Google just announced a "preview SDK" for its new Android wearables effort, and if we take everything that appears in two YouTube videos at face value, the Google Now smartwatch--now confirmed as a real shipping product by LG--will be a game-changing addition to the wearables space.
The LG wearable will be called G Watch, and is described by the company as a "low barrier to entry for developers" and will "offer the best Google experience for users."
In the two videos and throughout its blog post, Google portrays Android Wear, a new OS platform that delivers all of Google Now's contextual information services right to your wrist. A man confirms a taxi pickup, directly on his smartwatch. Another gets a meeting alert--along with a notification that his colleague will be late. A surfer receives a jellyfish warning via her device, and beckons her pals to surf at another beach. A man receives that prescient "35 mins to work" notification that so many Android users are familiar with, just as he's pouring his morning coffee in the kitchen, and all without glancing at his phone.
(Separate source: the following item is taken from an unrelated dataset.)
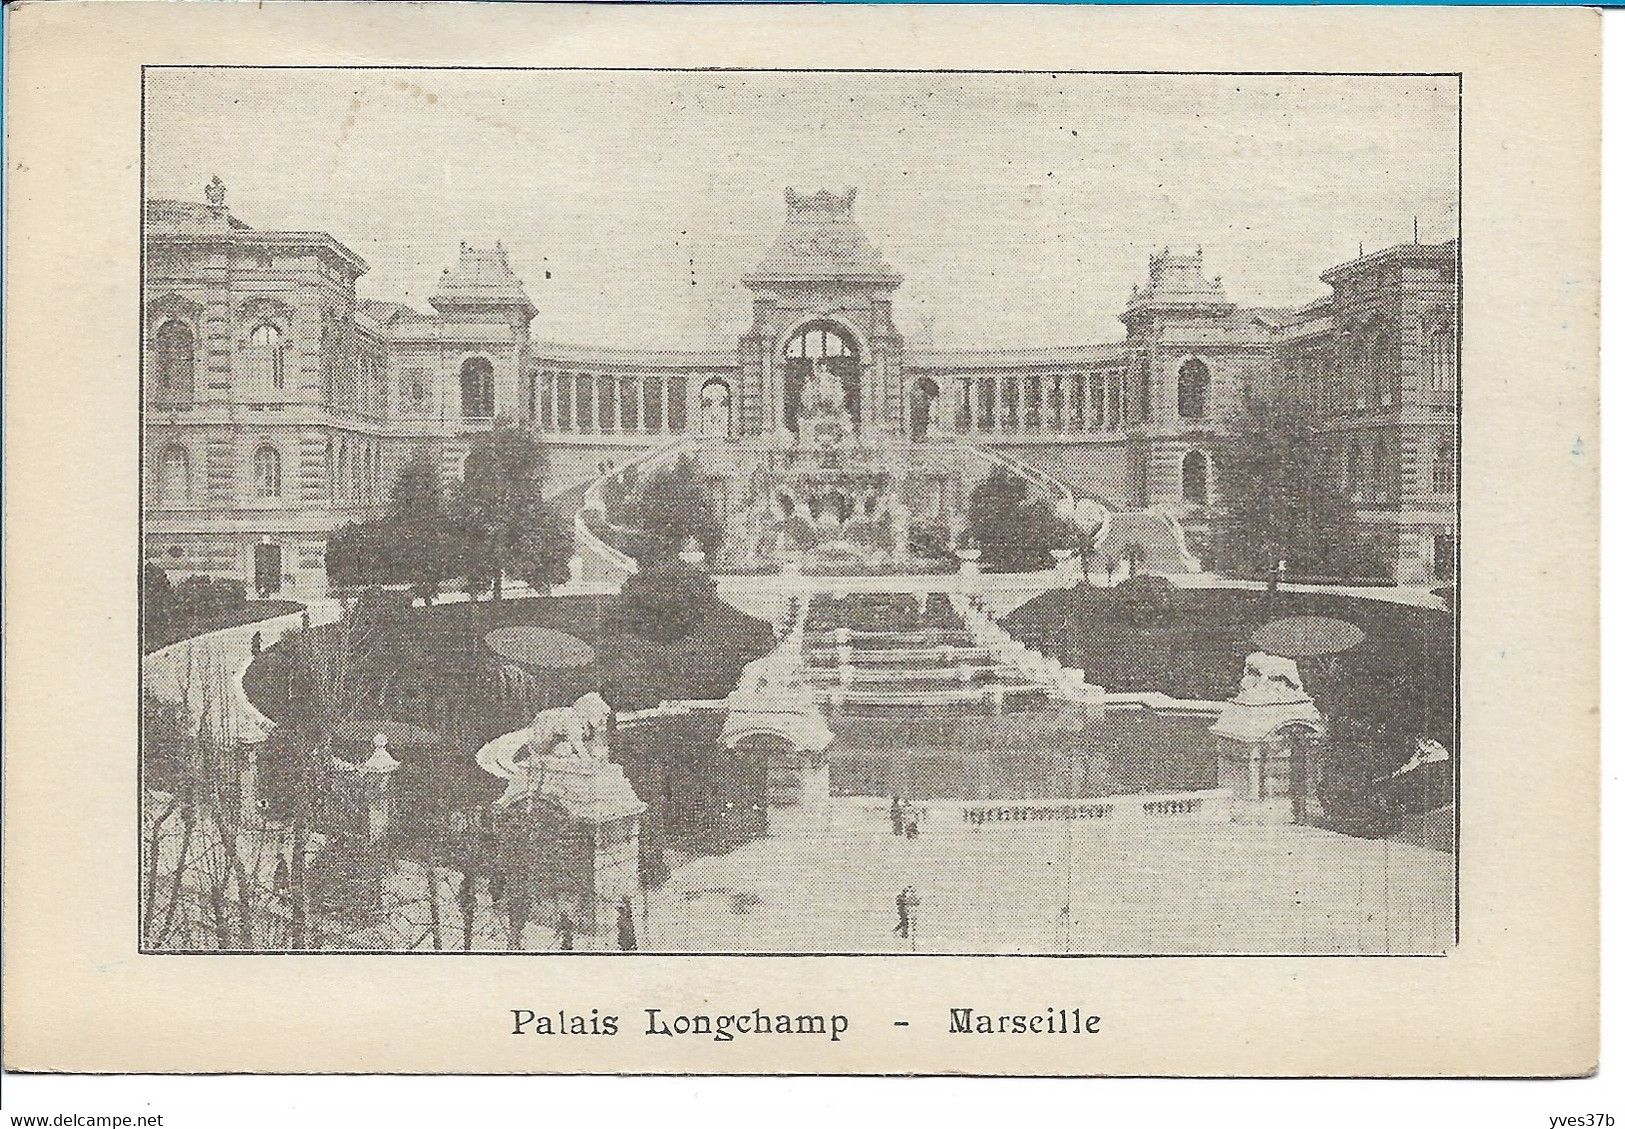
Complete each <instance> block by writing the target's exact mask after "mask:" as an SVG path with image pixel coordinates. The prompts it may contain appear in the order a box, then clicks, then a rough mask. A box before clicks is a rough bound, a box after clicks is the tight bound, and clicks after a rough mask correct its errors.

It's the "Google Now" smartwatch dream that Google absolutely needs to deliver, and it looks absolutely spectacular. As portrayed in the video, the UI is devoid of fussy menu items. It's just a simple, clean, Google Now card interface. Information pops up automatically, responding to time and location signals.
Now, I'm not reassured by the fact that watches in the video are portrayed with circular displays. No display manufacturer has yet to deliver a mass-market round display, so the frequent portrayal of these screens in Google's assets suggest we're looking at concept videos, much like the original Google Glass video. Still, even if Android Wear only appears on rectangular screens, its basic Google Now card interface could make all existing smartwatch UI efforts obsolete.
Alex Faaborg, an Android designer, explains the Android Wear concept in one of the two videos: "We designed an entirely new UI designed specifically for this form factor, and it's really based around voice and contextual information that's reactive to your surroundings," he says. "We put a lot of thought into how simple this has to be. It has to be incredibly fast, incredibly glanceable. There's really only two components: information that's most relevant to you, and the ability to speak to it and do a quick command."
The developer preview of the Android Wear SDK is available now.